Levin first made contact with the company a few months ago as an advisor to Coursera co-founders Daphne Koller and Andrew Ng. The company currently partners with 108 educational institutions in 19 countries. They offer 600 free courses to 7 million users from every country in the world.
Despite this success, Coursera, along with all other MOOC platforms, faces major existential issues. Levin is well suited to tackle them. “Levin’s a major fundraiser, so this could see Coursera win far larger amounts of VC and other support,” Bryan Alexander, the senior fellow for the National Institute for Technology in Liberal Education and a futurist specializing in learning and technology, commented on the announcement. “He’s also a consulting economist, so he’s probably going to try and solve the xMOOC economic sustainability problem.” (Alexander uses “xMOOC” to refer to the courses created by the big MOOC platforms, as opposed to cMOOCs organized independently around the web).
The money problem is a big one. Coursera’s growth so far has been funded by investment. They have been experimenting with different ways to attract revenue. Advertising, the most obvious choice, would likely be off-putting to students and university partners. At the end of 2012, Coursera announced a recruitment service, where employers would pay for access to users. But this didn’t get much traction.
A little over a year ago, they introduced a “Signature Track,” which provides learners verification of their identity and course completion for a fee. Nine months later they announced $1 million in revenue from Signature Track.

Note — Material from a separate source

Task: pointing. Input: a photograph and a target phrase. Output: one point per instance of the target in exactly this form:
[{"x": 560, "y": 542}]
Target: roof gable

But that compares to $85 million in investment that the company has already taken on, from venture capitalists who expect large returns. It also translates into a 4/10 of one percent adoption rate, with just 25,000 of 7 million users opting to pay. Successful “freemium” companies, which offer some services for free and others for pay, typically have 2 to 4 percent paying users–five to ten times more than Coursera is reporting. In order to be sustainable, Coursera needs a lot more paying customers.
The second, and related, big looming question has to do with Coursera’s relationship to the educational establishment. Its university partners, which include some of the most prestigious institutions in the world, have shouldered most of the cost and effort of content creation, which can be as much as $50,000 per course. Supervising a MOOC with tens of thousands of students can be a lot of work for professors and TAs.
Their return on this investment is still unclear. Is it primarily a way of attracting new students (an example of the “freemium” model applied to universities)? Or piloting new ways to teach? There are questions about intellectual property–does a professor who leaves one university get to take her MOOCs with her? Some universities have repurposed Coursera content in for-credit offerings. Does the Coursera signature track compete with their own continuing education courses?
Attracting new partners was easy when MOOCs were the flavor of the month, but going forward Coursera will need to provide a solid value proposition to its universities and convince them that their missions are aligned. It is here that Levin can really shine. He’s not the first university president to join an edtech startup–Bob Kerrey, who went from the New School to Minerva, is another example. But, as Alexander says, “It’s a serious commitment from this guy, who has a global reputation.”